When visibility scoping and summaries aren’t enough, apply a hard character limit on verbatim prior turns.

Terminal window
council convene "Mega-debate" --max-prompt-chars 50000

Council:

  1. Applies visibility scoping and summaries first
  2. Measures the remaining verbatim turn content (chars)
  3. If over maxPromptChars, truncates from the oldest turns first (newest-first eviction)

The topic, system prompt, and rolling summary are never truncated — only verbatim prior turns.

Use when: you’ve hit token limits even with scoping + summaries.

All three levers are orthogonal — you can use any combination:

Terminal window
council convene "Complex debate" \
--context-scope recent \
--summarize-after 3 \
--max-prompt-chars 40000 \
--max-rounds 10

This debate:

  1. Shows each expert only the 10 most recent turns (not all 50+ from 10 rounds)
  2. Replaces rounds 1–3 with an LLM summary after round 3
  3. If the prompt still exceeds 40k chars, truncates the oldest verbatim turns

Cost: ~$1–2 (vs. $10+ with no context management).

LeverProsCons
Visibility scopingFast, deterministic, no extra costExperts miss earlier context, less cross-expert reasoning
Rolling summaries (LLM)High-quality compression, preserves key insightsAdds ~$0.01–0.03 per summary
Rolling summaries (heuristic)Zero costLoses mid-debate nuance, no synthesis
Hard cap (maxPromptChars)Guarantees prompt fitsArbitrary truncation can cut important context

With no flags, Council uses:

  • Visibility: all (every expert sees everything)
  • Summaries: none (no summarization)
  • Hard cap: none (no truncation)

This works for short debates (1–3 rounds, 3–4 experts) but hits limits beyond that.

Council emits a cost.update event after each round showing:

  • Total tokens in (input)
  • Total tokens out (output)
  • Estimated cost ($USD)

The CLI also shows an estimated premium request count while a debate runs.
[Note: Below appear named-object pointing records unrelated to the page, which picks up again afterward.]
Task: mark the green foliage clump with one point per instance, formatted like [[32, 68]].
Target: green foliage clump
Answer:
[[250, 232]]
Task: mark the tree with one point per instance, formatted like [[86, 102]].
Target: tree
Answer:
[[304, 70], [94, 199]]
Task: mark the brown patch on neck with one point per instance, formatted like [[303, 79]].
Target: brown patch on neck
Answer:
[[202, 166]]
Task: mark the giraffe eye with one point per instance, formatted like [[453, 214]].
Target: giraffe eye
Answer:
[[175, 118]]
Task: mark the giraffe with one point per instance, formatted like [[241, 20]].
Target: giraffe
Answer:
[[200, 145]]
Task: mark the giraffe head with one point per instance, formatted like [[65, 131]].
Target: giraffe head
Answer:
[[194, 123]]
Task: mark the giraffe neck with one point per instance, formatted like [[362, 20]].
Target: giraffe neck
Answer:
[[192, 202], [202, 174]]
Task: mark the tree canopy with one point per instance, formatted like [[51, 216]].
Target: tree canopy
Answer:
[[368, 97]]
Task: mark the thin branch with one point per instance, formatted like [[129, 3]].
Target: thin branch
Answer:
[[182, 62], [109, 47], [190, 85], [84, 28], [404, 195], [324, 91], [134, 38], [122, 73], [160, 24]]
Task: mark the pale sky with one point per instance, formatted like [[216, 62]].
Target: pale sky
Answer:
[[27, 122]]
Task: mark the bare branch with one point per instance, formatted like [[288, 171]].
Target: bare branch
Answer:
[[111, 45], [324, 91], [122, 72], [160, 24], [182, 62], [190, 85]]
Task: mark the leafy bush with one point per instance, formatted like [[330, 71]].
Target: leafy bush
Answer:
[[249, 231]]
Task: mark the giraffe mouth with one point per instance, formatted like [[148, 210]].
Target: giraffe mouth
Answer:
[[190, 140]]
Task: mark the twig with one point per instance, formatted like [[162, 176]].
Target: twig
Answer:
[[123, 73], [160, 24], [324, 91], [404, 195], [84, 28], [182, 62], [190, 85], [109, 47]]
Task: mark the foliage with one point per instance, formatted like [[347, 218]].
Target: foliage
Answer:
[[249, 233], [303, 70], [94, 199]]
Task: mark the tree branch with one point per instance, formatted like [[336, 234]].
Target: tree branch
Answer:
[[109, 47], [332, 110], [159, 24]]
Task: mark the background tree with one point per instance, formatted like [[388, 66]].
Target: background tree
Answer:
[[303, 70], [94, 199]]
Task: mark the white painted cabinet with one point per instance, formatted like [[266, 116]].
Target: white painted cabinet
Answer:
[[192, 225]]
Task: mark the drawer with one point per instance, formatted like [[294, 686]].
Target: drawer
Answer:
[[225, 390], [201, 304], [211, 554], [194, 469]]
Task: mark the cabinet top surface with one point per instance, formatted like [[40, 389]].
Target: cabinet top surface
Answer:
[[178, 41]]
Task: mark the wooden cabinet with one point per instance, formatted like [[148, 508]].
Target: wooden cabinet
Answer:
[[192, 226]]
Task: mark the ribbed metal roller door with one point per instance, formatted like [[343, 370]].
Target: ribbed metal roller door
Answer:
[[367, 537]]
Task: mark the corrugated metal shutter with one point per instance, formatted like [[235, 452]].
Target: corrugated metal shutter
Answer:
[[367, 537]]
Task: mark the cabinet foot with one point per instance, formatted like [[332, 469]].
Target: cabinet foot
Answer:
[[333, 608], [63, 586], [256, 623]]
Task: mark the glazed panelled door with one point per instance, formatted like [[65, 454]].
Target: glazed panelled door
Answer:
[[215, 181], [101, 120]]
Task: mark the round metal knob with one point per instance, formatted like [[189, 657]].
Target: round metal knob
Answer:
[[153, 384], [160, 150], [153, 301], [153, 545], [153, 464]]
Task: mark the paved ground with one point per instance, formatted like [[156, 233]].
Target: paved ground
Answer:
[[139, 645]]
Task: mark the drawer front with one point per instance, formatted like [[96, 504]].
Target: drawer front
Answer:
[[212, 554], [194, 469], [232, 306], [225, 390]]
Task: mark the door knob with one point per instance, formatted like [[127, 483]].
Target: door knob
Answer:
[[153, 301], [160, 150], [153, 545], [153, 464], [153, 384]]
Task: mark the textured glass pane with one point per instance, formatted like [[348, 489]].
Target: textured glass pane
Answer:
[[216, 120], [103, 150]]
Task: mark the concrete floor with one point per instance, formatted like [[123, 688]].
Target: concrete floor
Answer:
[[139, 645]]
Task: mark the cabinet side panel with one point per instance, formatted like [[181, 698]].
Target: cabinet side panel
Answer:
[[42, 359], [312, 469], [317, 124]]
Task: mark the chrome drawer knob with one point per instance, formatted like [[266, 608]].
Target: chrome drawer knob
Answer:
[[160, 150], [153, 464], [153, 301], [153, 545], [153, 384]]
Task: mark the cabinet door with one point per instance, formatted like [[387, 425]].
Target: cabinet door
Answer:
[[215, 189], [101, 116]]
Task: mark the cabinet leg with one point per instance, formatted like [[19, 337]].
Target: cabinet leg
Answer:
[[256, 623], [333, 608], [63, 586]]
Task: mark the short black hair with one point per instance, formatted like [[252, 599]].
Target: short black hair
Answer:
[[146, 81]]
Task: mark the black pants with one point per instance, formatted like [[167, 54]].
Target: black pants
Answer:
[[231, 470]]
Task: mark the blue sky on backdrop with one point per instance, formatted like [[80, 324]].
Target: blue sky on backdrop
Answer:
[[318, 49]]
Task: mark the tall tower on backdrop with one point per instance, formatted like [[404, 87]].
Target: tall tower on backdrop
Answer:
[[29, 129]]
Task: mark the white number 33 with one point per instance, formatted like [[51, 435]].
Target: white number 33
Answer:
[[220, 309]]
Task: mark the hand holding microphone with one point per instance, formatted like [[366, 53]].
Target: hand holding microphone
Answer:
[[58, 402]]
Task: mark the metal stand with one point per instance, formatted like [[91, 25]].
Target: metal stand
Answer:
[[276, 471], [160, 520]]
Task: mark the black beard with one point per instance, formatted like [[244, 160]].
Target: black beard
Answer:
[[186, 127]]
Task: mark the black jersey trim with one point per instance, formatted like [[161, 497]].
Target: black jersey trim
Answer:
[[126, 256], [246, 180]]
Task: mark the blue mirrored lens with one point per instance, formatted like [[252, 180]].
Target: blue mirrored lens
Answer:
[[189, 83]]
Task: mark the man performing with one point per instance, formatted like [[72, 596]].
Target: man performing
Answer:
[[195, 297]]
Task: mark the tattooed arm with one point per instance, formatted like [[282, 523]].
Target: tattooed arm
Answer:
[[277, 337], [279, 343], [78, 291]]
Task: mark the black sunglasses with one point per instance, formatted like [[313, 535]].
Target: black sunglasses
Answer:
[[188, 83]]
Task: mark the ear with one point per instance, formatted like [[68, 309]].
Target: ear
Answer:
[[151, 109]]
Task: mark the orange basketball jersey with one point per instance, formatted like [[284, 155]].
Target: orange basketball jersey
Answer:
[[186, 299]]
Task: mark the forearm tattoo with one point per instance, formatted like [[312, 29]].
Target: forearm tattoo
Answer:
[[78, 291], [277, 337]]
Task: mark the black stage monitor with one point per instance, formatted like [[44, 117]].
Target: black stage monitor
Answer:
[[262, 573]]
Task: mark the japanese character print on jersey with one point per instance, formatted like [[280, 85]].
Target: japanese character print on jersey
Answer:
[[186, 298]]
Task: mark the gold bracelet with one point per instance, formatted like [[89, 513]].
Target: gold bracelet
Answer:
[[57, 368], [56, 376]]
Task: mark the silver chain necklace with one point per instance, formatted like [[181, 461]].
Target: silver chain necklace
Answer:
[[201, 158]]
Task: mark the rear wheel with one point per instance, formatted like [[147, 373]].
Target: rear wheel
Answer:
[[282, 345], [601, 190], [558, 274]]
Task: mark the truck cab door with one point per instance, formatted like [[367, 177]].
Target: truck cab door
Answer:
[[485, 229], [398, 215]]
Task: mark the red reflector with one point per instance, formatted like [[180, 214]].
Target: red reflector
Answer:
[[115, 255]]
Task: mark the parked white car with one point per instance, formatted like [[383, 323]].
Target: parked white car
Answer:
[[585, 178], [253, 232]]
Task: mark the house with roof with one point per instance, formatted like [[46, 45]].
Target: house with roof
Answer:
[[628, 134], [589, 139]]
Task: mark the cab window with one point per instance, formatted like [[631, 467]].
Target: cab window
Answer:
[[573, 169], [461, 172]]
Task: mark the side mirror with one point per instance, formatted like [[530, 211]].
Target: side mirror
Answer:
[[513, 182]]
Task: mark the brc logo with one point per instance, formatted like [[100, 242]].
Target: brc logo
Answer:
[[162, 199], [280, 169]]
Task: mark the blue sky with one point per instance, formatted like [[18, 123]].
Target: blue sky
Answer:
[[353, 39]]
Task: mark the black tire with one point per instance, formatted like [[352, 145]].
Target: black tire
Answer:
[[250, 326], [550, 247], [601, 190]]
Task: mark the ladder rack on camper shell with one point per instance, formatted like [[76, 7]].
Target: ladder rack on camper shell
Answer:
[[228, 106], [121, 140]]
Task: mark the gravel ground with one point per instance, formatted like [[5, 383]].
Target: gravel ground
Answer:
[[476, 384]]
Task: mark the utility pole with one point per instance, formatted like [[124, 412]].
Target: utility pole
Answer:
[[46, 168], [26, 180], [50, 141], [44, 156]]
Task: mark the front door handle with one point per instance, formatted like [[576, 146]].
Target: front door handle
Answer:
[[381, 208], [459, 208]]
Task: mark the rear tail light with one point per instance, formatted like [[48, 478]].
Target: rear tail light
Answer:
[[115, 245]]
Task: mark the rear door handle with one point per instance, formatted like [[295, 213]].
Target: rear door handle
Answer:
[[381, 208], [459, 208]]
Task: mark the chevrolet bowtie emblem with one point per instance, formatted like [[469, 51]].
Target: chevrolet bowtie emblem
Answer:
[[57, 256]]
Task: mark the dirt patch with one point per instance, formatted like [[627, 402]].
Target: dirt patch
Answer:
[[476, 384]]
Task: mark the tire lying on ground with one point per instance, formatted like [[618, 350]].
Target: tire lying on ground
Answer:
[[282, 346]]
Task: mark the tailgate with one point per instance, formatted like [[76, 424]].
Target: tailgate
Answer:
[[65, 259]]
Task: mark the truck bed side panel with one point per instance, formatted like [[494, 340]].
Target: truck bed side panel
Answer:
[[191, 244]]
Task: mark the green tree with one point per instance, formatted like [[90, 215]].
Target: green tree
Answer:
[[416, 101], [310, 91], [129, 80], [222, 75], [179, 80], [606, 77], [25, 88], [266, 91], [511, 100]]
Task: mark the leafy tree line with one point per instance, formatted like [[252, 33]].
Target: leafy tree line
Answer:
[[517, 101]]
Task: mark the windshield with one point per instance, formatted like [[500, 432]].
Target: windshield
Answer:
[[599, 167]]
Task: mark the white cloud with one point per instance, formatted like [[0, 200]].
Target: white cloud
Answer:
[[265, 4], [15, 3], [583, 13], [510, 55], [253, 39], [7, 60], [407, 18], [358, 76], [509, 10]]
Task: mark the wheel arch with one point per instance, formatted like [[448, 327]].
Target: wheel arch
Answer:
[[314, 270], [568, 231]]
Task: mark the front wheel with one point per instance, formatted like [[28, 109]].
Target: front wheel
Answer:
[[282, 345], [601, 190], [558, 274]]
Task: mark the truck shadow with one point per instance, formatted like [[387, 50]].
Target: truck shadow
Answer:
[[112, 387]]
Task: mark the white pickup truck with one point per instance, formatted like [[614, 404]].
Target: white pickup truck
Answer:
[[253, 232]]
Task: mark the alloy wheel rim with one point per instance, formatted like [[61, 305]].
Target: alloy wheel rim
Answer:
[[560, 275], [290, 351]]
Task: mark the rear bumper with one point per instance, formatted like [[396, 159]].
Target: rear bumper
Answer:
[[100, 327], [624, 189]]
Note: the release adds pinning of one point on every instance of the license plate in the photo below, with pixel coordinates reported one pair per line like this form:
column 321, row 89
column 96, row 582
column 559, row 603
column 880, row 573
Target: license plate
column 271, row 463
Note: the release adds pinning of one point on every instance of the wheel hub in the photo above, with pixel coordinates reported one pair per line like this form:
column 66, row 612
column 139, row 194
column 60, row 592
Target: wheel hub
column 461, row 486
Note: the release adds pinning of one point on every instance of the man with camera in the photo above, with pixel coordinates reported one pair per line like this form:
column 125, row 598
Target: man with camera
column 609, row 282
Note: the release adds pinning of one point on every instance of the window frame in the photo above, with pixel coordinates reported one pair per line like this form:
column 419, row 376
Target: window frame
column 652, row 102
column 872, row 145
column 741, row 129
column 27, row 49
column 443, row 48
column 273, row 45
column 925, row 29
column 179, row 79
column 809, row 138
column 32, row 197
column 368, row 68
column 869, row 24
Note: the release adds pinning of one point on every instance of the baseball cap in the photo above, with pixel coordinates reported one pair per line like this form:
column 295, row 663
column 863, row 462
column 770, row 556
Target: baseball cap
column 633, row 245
A premium request is one AI expert turn, so the estimate is roughly experts × rounds in freeform debates or experts × phases in structured debates. It is not a hard limit or stop condition; actual usage can differ when retries, early exits, or future debate mechanics change the number of AI turns.

To reduce premium-request usage, lower the panel size or round count:

Terminal window
council convene "My topic" --max-rounds 2 # fewer rounds → fewer turns
council convene "My topic" --max-experts 2 # smaller panel → fewer concurrent turns per round
council convene "My topic" --panel budget # purpose-built panel with fewer experts

Watch for input token counts approaching your model’s limit (e.g., 128k for Claude Sonnet, 200k for GPT-4 Turbo). If you see >80k input tokens, consider enabling context management.